There are other gameplay modes available in Samurai Warriors, including a survival mode, where your goal is simply to survive as long as you can against a seemingly never-ending onslaught of opponents; a versus mode, where up to two players can compete to slaughter the most opponents, capture a specific opponent first, or be the first to defeat 1,000 enemies; and a challenge mode, where you can play through each of the individual skills tests from the new officer mode with any of the available characters in the game. All told, all of these modes are fine to play, and though not all of them are terribly exciting on their own, they still add further depth to the game's overall package.
Visually, Samurai Warriors isn't much different from the Dynasty Warriors games--at least from a technical standpoint. The game is still capable of handling ridiculous numbers of enemies onscreen at one time--with only intermittent frame rate issues when the enemy numbers reach their absolute peak--and the camera is still a little on the twitchy side when it comes too close to environmental objects. Where the game differs from its Dynasty Warriors brethren is from a stylistic point of view. Gone are many of the garish costumes and the flashy scenery of old, and they are replaced by a much darker, more solemn battlefield. But while the majority of the game takes on that darker look, some of the playable characters are actually quite silly looking in some respects. However, others actually look cool, and there are more than enough cool characters to go around.
Sillier than any of the character designs, however, is Samurai Warriors' English voice acting, which borders on being intolerable at times. Some of it is actually quite competent, but much of the translated dialogue is mostly haphazardly written. When the voice acting is especially bad, the two factors compound into a rather unpleasant experience. However, all fortune is not lost, as the game does feature the original Japanese dialogue, which is significantly better than the other dialogue. The game's soundtrack is a bit more subdued and traditional than the sort of wailing rock guitar music often found in its predecessors. There are still a few instances of the more head-bang-worthy stuff here and there, but for the most part it's just an afterthought.

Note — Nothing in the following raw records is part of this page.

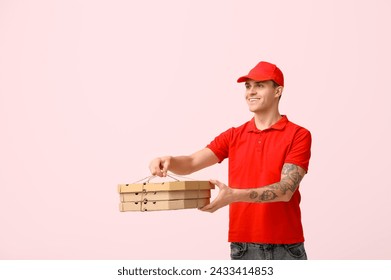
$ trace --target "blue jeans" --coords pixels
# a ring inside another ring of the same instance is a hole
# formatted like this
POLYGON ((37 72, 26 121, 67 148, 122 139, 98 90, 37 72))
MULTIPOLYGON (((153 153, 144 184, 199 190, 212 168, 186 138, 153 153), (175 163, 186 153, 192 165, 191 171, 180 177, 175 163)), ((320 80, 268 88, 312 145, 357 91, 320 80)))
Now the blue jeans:
POLYGON ((231 260, 306 260, 304 243, 231 243, 231 260))

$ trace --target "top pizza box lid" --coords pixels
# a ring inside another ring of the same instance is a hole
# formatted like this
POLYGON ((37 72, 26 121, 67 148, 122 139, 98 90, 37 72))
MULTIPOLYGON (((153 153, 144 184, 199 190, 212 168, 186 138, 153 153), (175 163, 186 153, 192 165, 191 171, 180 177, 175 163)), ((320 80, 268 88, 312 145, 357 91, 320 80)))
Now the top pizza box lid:
POLYGON ((158 191, 186 191, 210 190, 214 185, 209 181, 173 181, 161 183, 119 184, 119 193, 158 192, 158 191))

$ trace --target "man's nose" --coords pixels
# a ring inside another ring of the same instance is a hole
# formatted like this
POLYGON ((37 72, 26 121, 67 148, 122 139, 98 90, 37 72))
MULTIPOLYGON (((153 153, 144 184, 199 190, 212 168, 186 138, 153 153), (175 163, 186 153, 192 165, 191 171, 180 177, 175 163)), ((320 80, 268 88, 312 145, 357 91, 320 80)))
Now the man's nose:
POLYGON ((250 87, 248 88, 248 93, 249 93, 249 94, 256 94, 255 87, 254 87, 254 86, 250 86, 250 87))

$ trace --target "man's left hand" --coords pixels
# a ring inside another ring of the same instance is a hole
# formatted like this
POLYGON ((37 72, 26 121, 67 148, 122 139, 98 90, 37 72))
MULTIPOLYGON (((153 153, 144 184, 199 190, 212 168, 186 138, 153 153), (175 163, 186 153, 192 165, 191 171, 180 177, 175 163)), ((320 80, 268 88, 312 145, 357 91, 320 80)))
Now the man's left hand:
POLYGON ((210 180, 210 182, 219 188, 219 194, 210 204, 205 205, 199 210, 213 213, 216 210, 234 202, 233 189, 217 180, 210 180))

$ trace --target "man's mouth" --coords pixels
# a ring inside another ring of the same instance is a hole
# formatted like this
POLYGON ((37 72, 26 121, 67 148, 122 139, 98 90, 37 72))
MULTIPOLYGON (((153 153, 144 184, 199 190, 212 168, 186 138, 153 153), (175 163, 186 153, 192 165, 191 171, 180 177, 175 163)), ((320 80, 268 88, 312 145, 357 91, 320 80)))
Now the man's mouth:
POLYGON ((248 101, 254 102, 254 101, 257 101, 257 100, 259 100, 259 99, 260 99, 260 98, 249 98, 248 101))

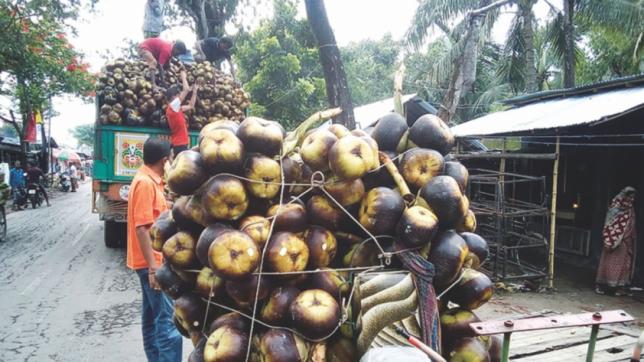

When all is said and done, Samurai Warriors is a game that sticks pretty closely to its roots, and in that regard, it does a fine job of being what it wants to be. This isn't a game that's going to reel in the longtime Dynasty Warriors naysayer; this is a game that is designed to appeal to an already loyal fan base, and it serves its purpose perfectly. Anyone who has played and enjoyed Koei's earlier offerings will probably enjoy this game. And anyone who's had an interest in the series, but has yet to take the plunge, will find a fine starting point in Samurai Warriors.